Anyway, so that’s a no on the bucks. The Thom Browne black-and-white spectator wingtips are great – old-school snazzy to the core. But look at the soles. They have steel taps on them, which might drive you crazy before you reach the end of the block, and I would worry the whole time you were gone. And talk about worrying, there’s no way I could let you take my super-classic (as in pre-Mayflower-classic) hand-stitched Maine moccasins with the soft leather sole. They’re so fantastically comfortable it’s like wearing gloves on your feet. You can feel every pebble. A mile of concrete would ruin them. I’d let you drive a mile in them, but that would be cheating. (Plus, I’ve seen how you drive.)

Hiking boots? Okay, well….which ones?

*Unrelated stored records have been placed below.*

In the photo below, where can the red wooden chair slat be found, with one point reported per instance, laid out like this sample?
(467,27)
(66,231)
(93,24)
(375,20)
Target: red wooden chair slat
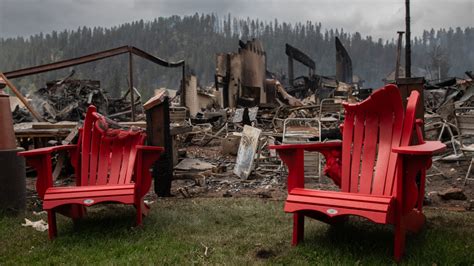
(383,156)
(103,161)
(347,146)
(125,159)
(356,152)
(94,156)
(115,162)
(375,164)
(368,154)
(86,148)
(106,170)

The spiffy caramel nubuck Danners with the red laces, or the battered brown leather Vasques with the black/yellow laces? They’re kind of heavy. I mean, I would really worry about you walking a mile in those with those spindly legs of yours! (Calm down, I am just kidding.)

Okay, maybe these Mark McNairy blue-and-ochre saddle shoes. They are nice and comfortable, and they could even use a scuff or two. They’re that perfect shoe for a Thursday night out – maybe even a spiffy Friday look. You know, crisp unwashed denim jeans, a nice dress shirt, and you’re good to go. But actually I really don’t think they go with what you are wearing. Don’t take this the wrong way, but I don’t think you can pull these shoes off. I mean, I can barely pull them off — and I’m me!

Speaking of me, you really can’t get more me than these sandals – custom-made for me by legend Barbara Shaum. But the thing is that they’re so molded to my feet it’s almost a spiritual bond. Your feet would trample that bond. I don’t think you want that kind of brutality on your conscience.

Oh. These? The ones on my feet? My perfect espresso-brown loafers from Church’s that they don’t sell anymore? That I actually convinced them to go back to the factory and make one last pair. Yes, they are amazingly well broken in, so they’re the obvious choice, but honestly, I wear them so much, they’re like a part of me. I wouldn’t be able to last for ten minutes knowing that they’re out there cheating on me with someone else’s feet. And trust me, after you’ve walked a mile in those, are you really going to be able to trade them back for…. whatever you call those shoes you’ve got on? I didn’t know they still sold those.

Anyway, I can see where you are going. “This guy has a lot of shoes.” It’s true. I do have a lot of shoes. Maybe 30 pairs. Maybe even 40. (Who’s counting?) I have sneakers (Fluorescent Adidas running shoes, 1950s-classic Pro-Keds, Adidas Originals sprinting shoes (replicas of the ones used in ‘64 Olympics), Alejandro Ingelmo brown leather high-tops, and classic Tretorn tennis shoes. I have lace-ups — Alden long-wing brogues, Edward Green cap-toes, Bottega Veneta demi-chasses, and John Lobb monkstraps. I have slip-ons – from Gucci, Prada, Church’s, Tods and Quoddy Trail. I have boots – old cowboy boots, old motorcycle boots, vintage 1970s Gucci cowboy boots, LL Bean duck boots, Tods work boots, Red Wing work boots, and Prada Chelsea boots, ankle boots, calf boots, riding boots, and hiking boots. I have sandals – from Marni, Jil Sander, Fenestrier, Mephisto, and my favorite, handmade ones. But this isn’t frivolous. I actually need these shoes.

Look — intelligence is adaptation. The complexities of contemporary urban life require multiple solutions. Success today requires juggling many knives (I have about 25), spinning many plates (breakfast, dinner, midnight snack) and filling many shoes. (Don’t even get me started on hats – I once made an entire Halloween costume by pinning a wide variety of no less than 50 hats all over a shirt and pants so that they completely covered my body. When people said, “What are you?’ I said, “I wear many hats.”)

You’re still looking down.

Maybe you think that my plethora of beautiful shoes expresses some deep Freudian crisis brewing deep in my soles. Who’s to say? Maybe you are right. But once again, let me just say that before you judge me, walk a mile in my shoes. The thing is — in order to actually do that—I’m afraid you’re going to have to get your own pair.